We had the wind at our back today as we made our way back towards Havana. We are staying 15 miles outside the city in a third floor apartment looking over the sea. The same breeze that propelled us here, now blows in the window and out the door cooling is and reminding us, yet again how lucky we are.
I am beginning to feel slightly uncomfortable telling our hosts and the people that we meet that we are going home in two days. Eyes go wide when we say we are flying home with our bikes, disbelieving that it can be so easy. For all the great things about this country, it is still a prison of sorts and we are the chosen few that get to slip in and out of the bars.
It seems so unfair, and as many times as I make apologies for our president and our policies, I still feel ridiculous privileged just because of the circumstances in to which I was born. Many people here will never have the opportunity to leave, not without huge sacrifice.
The water out our window is turquoise blue, the sand is white, there is music and dancing and passion, but the feeling of being trapped shows in many people’s eyes.

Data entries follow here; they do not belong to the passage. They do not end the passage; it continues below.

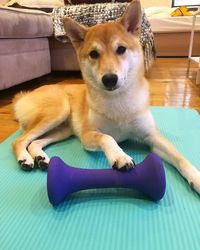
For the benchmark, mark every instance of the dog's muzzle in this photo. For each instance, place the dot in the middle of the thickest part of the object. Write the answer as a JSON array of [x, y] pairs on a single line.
[[110, 81]]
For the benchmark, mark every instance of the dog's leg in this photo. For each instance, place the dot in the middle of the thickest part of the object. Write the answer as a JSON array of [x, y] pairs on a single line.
[[30, 134], [35, 148], [115, 155], [168, 152]]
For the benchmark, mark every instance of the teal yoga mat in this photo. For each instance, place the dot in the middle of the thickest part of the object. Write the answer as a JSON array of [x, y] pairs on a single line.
[[112, 219]]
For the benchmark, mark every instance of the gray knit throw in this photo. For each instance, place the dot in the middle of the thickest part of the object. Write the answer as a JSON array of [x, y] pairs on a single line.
[[91, 14]]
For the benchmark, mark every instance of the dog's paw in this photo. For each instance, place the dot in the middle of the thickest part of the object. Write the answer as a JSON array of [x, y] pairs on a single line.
[[26, 163], [194, 181], [123, 162], [42, 162]]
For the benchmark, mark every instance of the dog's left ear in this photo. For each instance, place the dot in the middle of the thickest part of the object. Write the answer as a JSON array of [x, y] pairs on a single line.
[[132, 17]]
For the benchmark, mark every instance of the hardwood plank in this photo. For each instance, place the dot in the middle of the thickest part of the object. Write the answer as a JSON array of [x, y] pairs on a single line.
[[169, 86]]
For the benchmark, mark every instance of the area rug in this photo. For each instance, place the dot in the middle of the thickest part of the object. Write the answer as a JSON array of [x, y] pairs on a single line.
[[103, 219]]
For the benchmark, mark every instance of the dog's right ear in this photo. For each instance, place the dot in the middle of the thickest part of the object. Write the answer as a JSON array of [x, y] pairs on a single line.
[[75, 31]]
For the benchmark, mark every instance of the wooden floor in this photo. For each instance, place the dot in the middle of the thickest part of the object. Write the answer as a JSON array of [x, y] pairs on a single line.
[[169, 86]]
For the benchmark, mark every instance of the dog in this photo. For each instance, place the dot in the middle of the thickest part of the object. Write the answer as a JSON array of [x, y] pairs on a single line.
[[112, 105]]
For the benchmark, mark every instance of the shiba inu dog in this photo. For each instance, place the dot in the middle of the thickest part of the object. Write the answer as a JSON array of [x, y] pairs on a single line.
[[112, 105]]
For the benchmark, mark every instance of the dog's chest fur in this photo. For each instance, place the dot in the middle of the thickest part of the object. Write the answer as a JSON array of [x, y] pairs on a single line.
[[118, 115]]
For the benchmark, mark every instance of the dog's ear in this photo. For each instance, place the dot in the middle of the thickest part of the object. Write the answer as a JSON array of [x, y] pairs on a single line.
[[132, 17], [75, 31]]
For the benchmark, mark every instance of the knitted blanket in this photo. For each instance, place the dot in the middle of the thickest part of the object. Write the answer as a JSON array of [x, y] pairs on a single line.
[[91, 14]]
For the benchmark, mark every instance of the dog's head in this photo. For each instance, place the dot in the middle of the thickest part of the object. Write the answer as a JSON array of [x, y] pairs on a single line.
[[109, 54]]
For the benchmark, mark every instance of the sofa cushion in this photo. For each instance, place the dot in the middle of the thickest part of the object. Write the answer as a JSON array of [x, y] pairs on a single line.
[[23, 23]]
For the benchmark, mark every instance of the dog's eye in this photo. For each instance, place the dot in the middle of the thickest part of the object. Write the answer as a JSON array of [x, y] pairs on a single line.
[[121, 50], [94, 54]]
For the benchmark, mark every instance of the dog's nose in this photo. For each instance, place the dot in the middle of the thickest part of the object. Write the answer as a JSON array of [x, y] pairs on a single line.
[[110, 81]]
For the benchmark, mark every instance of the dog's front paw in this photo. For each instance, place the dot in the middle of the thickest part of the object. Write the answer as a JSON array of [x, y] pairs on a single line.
[[26, 162], [194, 181], [42, 162], [123, 162]]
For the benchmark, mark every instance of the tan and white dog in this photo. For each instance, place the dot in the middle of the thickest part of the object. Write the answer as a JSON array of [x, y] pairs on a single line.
[[110, 107]]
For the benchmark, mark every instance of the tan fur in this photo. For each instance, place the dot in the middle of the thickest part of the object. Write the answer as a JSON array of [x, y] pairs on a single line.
[[99, 114]]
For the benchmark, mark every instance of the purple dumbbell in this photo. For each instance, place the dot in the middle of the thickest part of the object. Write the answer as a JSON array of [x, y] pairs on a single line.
[[148, 177]]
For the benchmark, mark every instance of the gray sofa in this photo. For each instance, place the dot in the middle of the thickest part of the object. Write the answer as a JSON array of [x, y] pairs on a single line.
[[27, 47], [24, 46]]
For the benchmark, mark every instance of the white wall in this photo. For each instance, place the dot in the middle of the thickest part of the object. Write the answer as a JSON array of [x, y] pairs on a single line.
[[150, 3]]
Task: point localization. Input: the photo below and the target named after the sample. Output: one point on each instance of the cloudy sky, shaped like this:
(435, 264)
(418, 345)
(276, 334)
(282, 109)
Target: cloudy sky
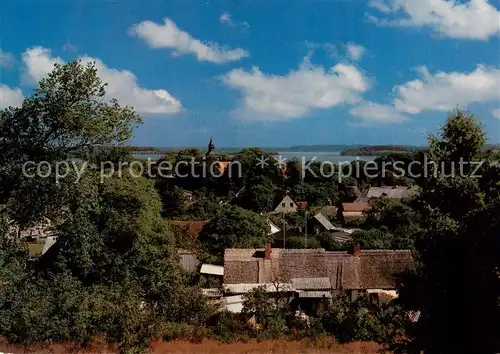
(269, 73)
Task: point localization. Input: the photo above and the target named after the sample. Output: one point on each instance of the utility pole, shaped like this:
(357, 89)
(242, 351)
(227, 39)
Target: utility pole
(306, 228)
(284, 227)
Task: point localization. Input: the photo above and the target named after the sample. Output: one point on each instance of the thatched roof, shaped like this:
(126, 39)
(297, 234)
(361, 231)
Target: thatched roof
(369, 269)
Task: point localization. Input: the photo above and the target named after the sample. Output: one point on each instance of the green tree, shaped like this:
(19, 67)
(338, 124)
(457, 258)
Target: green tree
(457, 254)
(66, 114)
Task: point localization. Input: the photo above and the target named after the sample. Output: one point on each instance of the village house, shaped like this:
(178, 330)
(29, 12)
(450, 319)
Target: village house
(313, 276)
(354, 211)
(392, 192)
(288, 205)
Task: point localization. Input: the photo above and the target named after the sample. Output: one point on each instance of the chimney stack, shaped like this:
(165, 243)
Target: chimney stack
(267, 254)
(356, 251)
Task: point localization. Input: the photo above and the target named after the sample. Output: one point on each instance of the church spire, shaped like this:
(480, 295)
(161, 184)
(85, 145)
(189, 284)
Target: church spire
(211, 146)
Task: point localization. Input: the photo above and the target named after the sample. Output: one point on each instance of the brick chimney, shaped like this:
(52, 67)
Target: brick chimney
(356, 250)
(267, 253)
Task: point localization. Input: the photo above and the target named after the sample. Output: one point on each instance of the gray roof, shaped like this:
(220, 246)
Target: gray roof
(311, 283)
(371, 269)
(324, 221)
(315, 294)
(394, 192)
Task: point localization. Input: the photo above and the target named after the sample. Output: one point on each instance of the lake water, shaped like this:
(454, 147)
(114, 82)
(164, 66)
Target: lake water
(333, 157)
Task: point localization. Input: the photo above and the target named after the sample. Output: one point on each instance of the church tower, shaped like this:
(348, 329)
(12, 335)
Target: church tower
(211, 147)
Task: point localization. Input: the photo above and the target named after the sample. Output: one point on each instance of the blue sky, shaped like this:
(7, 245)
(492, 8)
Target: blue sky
(269, 73)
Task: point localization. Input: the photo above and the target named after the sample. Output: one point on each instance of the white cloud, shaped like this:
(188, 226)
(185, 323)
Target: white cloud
(474, 19)
(122, 84)
(6, 59)
(10, 97)
(496, 113)
(370, 112)
(274, 97)
(444, 91)
(355, 51)
(225, 18)
(38, 62)
(168, 35)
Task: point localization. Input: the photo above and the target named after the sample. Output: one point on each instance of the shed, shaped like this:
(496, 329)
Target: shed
(212, 269)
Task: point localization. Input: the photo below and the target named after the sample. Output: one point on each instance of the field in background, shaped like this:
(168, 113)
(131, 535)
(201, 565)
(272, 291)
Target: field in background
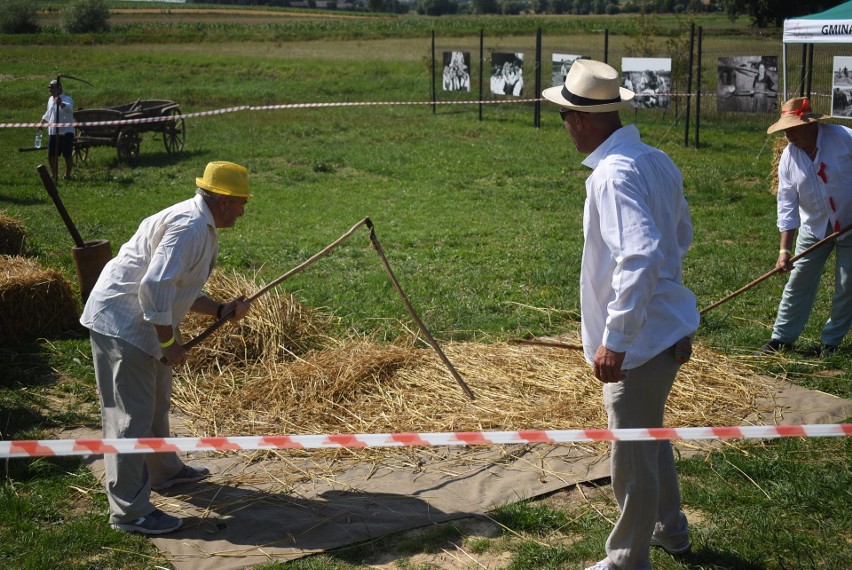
(481, 220)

Tonight, as Weezie and sat in a small restaurant on the side of the road, eating our customary fried fish and pizza, we watched as four foreign, old, white, men picked up some beautiful teenage girls to engage in some sex trade. There was a dance of requested and shared cigarettes, shoulder rubs, lewd, ogling stares and then a joining of the two groups. I felt nothing but compassion for the girls. There had to be such extreme desperation for them to engage with these nasty men and they were so young. For the men, I just felt hatred. Hate is not something I feel very often, and when I do it is seering and painful.
When we stood to leave, we had to walk closely by their table and as I looked at the men, with their baggy eyes and fleshy jowls something in me uncapped. With out any forethought, I began giving them the thumbs down over and over and repeatedly told them that they were fucked up. I don’t know where they were from, not Cuba that was for sure, and I thought that in my fury these were two universal messages that were easily understood. My heart pounded and my cheeks flamed. These men were disgusting. Who could prey on desperate teenagers like this?
There is so much pain here, so much loss, but the only evil I have witnessed has been from these visitors.